The political awakening of organic coffee grower Linda Moyher ’67 took place in the arms and ammunitions industry during the Vietnam War. The war, however, had nothing to do with the political stirrings Moyher felt in her first post-graduation job, at the Remington Arms Co., in her hometown of Stratford, Conn.
A Spanish major, Moyher was the firm’s first female export sales trainee, and the job, she thought, would put her in contact with Remington’s international clientele. But then she noticed a few things. “I was the only trainee who had to take a typing test,” she recalls. “And I was excluded from some training sessions, like budget forecasting.”
A feminist perspective was born. “I don’t think it ever occurred to them that I would want to move up in the company,” she said. “But I had ambitions.” So she quit and joined the Navy. “I figured the U.S. government wouldn’t discriminate against its own citizens. Not exactly the truth, but at least I had a fighting chance for a career.”
Today, Moyher and her husband, Ernie Carman, both former Navy officers, own and run Finca Cristina, a 30-acre coffee farm in Costa Rica. The organic operation sits on the south slope of Irazú Volcano, in the central highlands (about 4,500 feet) of Cartago province.

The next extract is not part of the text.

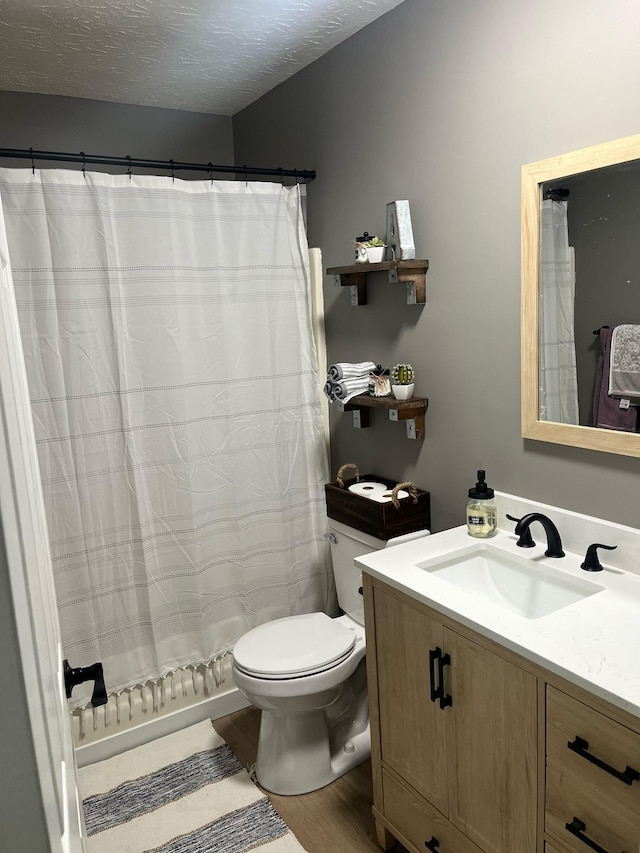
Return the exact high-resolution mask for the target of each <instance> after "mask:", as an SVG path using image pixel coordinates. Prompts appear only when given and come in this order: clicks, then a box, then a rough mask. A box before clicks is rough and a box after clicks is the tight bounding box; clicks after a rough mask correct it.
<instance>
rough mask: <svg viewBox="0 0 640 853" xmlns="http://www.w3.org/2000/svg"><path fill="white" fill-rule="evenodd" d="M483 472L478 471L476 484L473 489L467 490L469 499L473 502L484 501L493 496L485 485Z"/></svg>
mask: <svg viewBox="0 0 640 853" xmlns="http://www.w3.org/2000/svg"><path fill="white" fill-rule="evenodd" d="M484 478H485V472H484V471H478V482H477V483H476V485H475V487H474V488H473V489H469V497H470V498H474V500H480V501H486V500H489V499H490V498H492V497H493V496H494V491H493V489H490V488H489V486H487V484H486V483H485V479H484Z"/></svg>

Stationed along the Panama Canal in the 1970s, the couple bought Finca Cristina in 1977 and left the Navy, Moyher eschewing a promotion. At the time, the couple had a boy and a girl, and a second son would arrive in 1982. “This doesn’t sound like a feminist talking,” she says of the decision to settle on a Costa Rican farm, “but my mothering instincts said we would be better off living in one place rather than different Navy bases.”
Shade-grown and sun-dried, Finca Cristina’s Arabica coffee beans enjoy TLC during cultivation and production. Weeds are cut with machetes; tilling would damage coffee roots in the topsoil. “A conventional farm wouldn’t have as much organic matter in the soil, so the roots would go down,” Moyher explains.
Paid nearly twice the government rate, local workers hand-pick the coffee, cherry by cherry, rather than stripping them off the branch. Milling separates the beans from the fruit, and California red worms help compost the leftover pulp. The farm has never used chemical herbicides and pesticides, but Moyer defines “organic” as what is done. “You replant trees. You restore habitats. Our tiny farm has 270 bird species. Birds you see in New England winter on our farm.”
“We want to be environmentally, socially, and economically sustainable,” Moyher says. But with the price of coffee a third of what it was in the 1980s, economic sustainability “is the hardest.” Bypassing middlemen, Finca Cristina now mills its own coffee, exporting it directly to U.S. roasters (in 1997, the mill won an environmental award from the Ministry of Energy and Environment). And recently, the farm began roasting coffee for direct mail-order retail sale under the name Café Cristina.
Ironically, coffee roasting — the part of the business most removed from farming — is most profitable. But Moyher won’t abandon their organic mission. Making money is “not our success story,” she points out. “Our environment here on the farm, our children, and the way we treat the land and the people — that’s our success story.”